Two cucumbers, better than one. This is to show that the giver is really smaller than what is needed to fill GOATSE man. He east Cheerioatse brand O's
A Disney product right where it belongs. Up a goat's ass. Death to Mike Eisner, the butt buddy of Commander Tak0.
Raw and dilated man-pussy. Put back the trouser snake, Tako. You dick is way too small for this man's ass.
A Prolapsed rectum is sure to whet even the most jaded flaming fuck's appetite. Tak0, your penis is regrettably way too small, even for your "Fiancée's" unfettered anus. She doesn't want to dirty her ass with the likes of your pathetic member.
GOAT KORAN
Classic HIT ME IN THE SHITTER BABY, UNGH HUH
Classic Oh yeah, in the shitter some more, in the shitter.
Classic More ass stretching goodness.
Female Goater My pussy is too small for this APPLE.
Goatse Grandpas - GRANPA GOAT S3X0R5
Son of a Goat - Holy fucking son of a goat.

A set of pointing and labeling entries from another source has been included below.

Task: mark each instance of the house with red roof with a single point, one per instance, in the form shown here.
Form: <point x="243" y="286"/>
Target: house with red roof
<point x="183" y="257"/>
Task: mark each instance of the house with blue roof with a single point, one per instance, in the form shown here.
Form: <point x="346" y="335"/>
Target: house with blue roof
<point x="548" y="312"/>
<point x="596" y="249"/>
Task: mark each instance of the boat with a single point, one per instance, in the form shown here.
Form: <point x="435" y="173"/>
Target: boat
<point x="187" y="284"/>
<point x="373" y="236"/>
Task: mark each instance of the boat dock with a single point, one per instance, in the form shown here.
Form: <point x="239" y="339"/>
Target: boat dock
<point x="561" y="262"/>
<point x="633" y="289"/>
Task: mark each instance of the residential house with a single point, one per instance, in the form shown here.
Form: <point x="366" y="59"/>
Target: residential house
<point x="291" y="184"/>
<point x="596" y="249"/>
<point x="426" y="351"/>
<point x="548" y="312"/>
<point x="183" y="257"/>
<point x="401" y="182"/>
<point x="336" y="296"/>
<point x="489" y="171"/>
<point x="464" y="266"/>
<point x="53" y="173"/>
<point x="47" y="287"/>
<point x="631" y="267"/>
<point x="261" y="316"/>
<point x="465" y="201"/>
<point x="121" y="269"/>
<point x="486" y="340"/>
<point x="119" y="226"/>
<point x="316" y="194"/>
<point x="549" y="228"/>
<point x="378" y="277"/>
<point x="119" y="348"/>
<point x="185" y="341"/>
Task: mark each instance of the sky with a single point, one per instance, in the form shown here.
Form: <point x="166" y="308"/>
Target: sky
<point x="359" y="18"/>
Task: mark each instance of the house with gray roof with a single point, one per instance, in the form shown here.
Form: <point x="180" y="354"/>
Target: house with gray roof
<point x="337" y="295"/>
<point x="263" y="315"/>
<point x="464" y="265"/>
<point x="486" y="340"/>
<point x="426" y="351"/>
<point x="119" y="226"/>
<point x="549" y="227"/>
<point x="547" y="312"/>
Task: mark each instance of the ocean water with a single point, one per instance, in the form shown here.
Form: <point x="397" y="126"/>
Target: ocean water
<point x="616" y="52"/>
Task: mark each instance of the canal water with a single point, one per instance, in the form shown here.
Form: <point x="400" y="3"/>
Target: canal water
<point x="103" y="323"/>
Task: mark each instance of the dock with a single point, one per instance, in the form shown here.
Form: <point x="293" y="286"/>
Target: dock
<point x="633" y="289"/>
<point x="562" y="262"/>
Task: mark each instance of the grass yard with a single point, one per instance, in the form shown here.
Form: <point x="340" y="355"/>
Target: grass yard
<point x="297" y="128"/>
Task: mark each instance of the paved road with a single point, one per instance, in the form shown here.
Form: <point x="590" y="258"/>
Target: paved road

Kind of looks like Tako from behind, but to be sure I'd have to ask CowGryl Kneel
1 Oh, pardon me sir, would you happen to have any ANAL LUBE?
2 UNGH FART, pssssbt, ungh, tweeep, squeaaaaaak ungh
3 PFFFFFFFFFFT AHH pffft
4 FOOOOOOOOOOOOF blud dribble dribble
Prime Number Shitting Goatse Man See The Prime numbers flow like the river SHIT
Goatse Returns! Fuck yeah, the goat man is a coming back to Trollaxor
I summon the powers of HUGE GAPING ASS!
Great, a new source of energy. How do we tap it? An electricly conductive line hanging from space? A heat pump that works on the temperature differential between the hot zone and orbital shaded vacume?
Sounds like a threat to any potential space elevator too. Or perhaps a space elevator could be used to tap the energy.
If voting were effective, it would be illegal by now.
So, does this mean if you were flying in an airplane or spacecraft at just the wrong time and place, you would be subjected to enormous temperatures?
Anyone recalled the story on the space elevator ? :)
Maybe this can be the powersource for the elevator
This makes the dubious threat of powerlines in residential neighbourhoods pretty insignificant I guess
A billion degrees?!!! That's damn hot! How do we manage to send spacecraft to the other planets (or the moon for that matter) when there is such an obstacle surrounding us? Could the conspiracy theorists be right?
What a billion degrees means is the molecules are moving very fast, however because there are so few of them the total effect is minimal.
Supposedly the Earths rotation is slowing down. I wonder, all this energy hitting the magnetic field waayyy out and then being directed right through our axis of rotation, could this be helping to keep the planets rotation going (even if in an insignificant amount)
Did they speculate on the cause that'd have on human beings? I remember that special fox did about the moon landing being fake. most damaging evidence to the us gov't was the radiation field that a human being would be killed if they passed through. And would need much more than a foot of shielding to protect them.